White House: Acquitted detainees may not be released

Raw Story
7/7/09

The Obama Administration signaled Tuesday it may keep terrorism detainees even if they’ve been acquitted.

Chief Department of Defense lawyer Jeh Johnson told a Senate committee “that releasing a detainee who has
been tried and found not guilty was a policy decision officials would make based on their estimate of whether the
prisoner posed a future threat,” according to a report by Jess Bravin in the Wall Street Journal.

Bravin notes that the Bush administration maintained the same stance, “but its legality was never tested.”

Spencer Ackerman at The Washington Independent characterized Johnson’s response as moving the Obama
administration “into new territory from a civil liberties perspective.”

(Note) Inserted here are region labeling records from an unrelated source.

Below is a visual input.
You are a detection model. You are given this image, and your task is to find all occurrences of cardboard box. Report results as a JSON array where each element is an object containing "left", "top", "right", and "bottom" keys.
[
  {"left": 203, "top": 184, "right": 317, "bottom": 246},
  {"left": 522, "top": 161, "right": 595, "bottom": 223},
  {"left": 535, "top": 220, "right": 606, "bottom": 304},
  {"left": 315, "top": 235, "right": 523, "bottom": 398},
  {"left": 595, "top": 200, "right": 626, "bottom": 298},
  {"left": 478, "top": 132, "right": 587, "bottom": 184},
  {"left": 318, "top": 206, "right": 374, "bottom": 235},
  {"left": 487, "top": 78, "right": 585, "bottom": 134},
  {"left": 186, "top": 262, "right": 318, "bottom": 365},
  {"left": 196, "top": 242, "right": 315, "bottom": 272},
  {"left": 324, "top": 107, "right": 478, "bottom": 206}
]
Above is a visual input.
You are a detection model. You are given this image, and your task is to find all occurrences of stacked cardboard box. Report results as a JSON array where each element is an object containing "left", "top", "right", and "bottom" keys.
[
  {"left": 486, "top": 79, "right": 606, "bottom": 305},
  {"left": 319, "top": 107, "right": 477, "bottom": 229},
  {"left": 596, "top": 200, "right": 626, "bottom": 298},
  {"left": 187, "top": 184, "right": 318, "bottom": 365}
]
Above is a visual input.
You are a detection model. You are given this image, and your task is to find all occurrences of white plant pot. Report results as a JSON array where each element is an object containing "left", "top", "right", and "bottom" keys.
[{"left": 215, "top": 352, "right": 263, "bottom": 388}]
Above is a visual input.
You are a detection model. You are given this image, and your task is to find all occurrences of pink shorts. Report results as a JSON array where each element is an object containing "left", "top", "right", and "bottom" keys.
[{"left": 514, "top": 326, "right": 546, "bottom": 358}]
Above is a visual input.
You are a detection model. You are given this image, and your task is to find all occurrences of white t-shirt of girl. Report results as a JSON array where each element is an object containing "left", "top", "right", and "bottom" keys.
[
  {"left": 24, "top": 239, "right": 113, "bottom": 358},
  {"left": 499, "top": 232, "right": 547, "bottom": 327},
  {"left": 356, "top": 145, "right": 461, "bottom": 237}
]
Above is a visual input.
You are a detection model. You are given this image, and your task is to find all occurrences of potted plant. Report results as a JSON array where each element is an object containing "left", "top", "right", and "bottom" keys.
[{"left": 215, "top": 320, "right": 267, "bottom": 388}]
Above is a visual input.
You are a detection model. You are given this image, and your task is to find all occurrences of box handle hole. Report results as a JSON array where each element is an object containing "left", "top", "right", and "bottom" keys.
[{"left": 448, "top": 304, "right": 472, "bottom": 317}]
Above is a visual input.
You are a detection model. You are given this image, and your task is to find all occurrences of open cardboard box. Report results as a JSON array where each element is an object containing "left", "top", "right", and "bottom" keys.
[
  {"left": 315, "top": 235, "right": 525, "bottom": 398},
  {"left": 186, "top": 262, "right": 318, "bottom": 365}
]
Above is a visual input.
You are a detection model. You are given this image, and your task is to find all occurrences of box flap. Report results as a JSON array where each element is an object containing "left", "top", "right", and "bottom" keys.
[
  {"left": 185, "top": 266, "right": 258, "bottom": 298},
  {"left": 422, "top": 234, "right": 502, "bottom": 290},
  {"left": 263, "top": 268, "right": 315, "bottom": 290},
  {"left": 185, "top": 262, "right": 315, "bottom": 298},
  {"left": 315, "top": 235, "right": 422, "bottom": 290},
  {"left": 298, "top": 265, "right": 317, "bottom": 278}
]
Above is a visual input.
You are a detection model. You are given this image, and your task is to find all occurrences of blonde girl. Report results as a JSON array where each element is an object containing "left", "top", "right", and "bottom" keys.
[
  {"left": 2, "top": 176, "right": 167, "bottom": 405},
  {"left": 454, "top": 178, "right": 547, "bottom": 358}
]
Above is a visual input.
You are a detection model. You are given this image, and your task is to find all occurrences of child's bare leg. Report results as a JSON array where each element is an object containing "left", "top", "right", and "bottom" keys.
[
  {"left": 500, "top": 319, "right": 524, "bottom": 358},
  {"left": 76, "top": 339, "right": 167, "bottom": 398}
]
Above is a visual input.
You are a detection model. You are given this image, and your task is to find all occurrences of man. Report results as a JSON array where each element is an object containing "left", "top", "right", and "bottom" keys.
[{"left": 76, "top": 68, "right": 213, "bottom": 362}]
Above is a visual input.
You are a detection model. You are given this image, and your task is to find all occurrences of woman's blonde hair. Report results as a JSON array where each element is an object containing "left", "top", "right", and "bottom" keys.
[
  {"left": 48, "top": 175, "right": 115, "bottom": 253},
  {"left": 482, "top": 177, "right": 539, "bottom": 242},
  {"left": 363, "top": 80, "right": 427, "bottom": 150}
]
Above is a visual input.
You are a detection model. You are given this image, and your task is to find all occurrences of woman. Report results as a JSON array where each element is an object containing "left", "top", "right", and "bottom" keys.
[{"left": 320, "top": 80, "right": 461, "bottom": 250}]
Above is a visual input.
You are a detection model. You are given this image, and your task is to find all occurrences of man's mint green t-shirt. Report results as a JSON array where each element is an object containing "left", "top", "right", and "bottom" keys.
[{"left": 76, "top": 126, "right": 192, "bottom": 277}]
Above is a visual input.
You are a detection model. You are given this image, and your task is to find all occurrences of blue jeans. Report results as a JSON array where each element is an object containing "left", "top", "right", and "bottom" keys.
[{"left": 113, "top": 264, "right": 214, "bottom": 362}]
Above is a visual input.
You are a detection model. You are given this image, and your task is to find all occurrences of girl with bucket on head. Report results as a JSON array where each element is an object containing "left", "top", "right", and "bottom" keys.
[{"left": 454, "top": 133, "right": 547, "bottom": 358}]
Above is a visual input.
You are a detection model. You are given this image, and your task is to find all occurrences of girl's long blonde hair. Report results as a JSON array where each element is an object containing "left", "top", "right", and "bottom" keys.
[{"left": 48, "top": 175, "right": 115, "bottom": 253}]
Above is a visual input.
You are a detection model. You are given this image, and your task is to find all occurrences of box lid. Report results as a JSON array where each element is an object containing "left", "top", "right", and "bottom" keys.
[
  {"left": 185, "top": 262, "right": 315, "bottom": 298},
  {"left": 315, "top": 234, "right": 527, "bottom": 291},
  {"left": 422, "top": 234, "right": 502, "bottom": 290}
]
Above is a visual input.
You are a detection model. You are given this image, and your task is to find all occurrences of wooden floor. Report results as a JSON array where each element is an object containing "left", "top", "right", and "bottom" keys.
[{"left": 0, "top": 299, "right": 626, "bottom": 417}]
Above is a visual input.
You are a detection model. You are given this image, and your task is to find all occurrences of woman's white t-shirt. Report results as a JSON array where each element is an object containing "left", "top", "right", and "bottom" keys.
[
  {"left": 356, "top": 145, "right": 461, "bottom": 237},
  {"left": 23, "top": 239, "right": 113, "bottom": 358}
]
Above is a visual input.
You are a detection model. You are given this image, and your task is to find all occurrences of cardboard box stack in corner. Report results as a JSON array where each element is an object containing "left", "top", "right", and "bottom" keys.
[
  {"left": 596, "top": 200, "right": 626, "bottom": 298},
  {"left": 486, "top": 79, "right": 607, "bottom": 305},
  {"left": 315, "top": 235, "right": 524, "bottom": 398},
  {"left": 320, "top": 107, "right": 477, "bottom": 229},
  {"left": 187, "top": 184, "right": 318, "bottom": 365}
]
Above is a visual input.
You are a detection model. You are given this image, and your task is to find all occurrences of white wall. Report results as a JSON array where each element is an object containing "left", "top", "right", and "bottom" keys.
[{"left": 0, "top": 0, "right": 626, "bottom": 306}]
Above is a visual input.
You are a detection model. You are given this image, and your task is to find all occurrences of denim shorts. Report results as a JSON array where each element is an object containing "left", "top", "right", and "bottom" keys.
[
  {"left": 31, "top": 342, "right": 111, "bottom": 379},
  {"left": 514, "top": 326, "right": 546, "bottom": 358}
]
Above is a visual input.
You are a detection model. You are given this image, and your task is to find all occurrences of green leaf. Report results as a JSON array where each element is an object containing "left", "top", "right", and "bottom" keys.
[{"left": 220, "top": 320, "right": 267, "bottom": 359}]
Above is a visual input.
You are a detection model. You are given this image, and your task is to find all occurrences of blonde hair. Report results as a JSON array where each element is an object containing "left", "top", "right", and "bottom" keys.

“Asked by Sen. Mel Martinez (R-Fla.) the politically difficult but entirely fair question about whether terrorism
detainees acquitted in courts could be released in the United States, Johnson said that ‘as a matter of legal
authority,’ the administration’s powers to detain someone under the law of war don’t expire for a detainee after
he’s acquitted in court,” Ackerman wrote.

“If you have authority under the law of war to detain someone” under a Supreme Court ruling, Johnson
remarked, “that is true irrespective of what happens on the prosecution side.”

Martinez purportedly appeared surprised. “So the prosecution is moot?” he asked.

“No, no, not in my judgment,” Johnson said.

Additional excerpts from the WSJ article, available in full at this link:

Also at the hearing, Obama administration officials differed with the Navy’s senior uniformed lawyer over
whether coerced statements could be used to obtain convictions before military commissions.

… The shape of military commissions is one of the issues administration officials are struggling to resolve so
they can meet President Barack Obama’s commitment to close the Guantanamo Bay prison by January…

When running last year for president, Mr. Obama criticized the Bush administration’s military-commission
program, which stumbled through years of internal disarray and legal setbacks in an effort to convict aliens of
war crimes without affording them constitutional rights.

Johnson also signaled that Guantanamo might remain open after January 2010: “You can’t prosecute some
significant subset of 220 people before January,” he said. The Obama Administration plans to continue to
detain some of those inmates suspected of terrorist ties, “whether at Guantanamo or somewhere else.”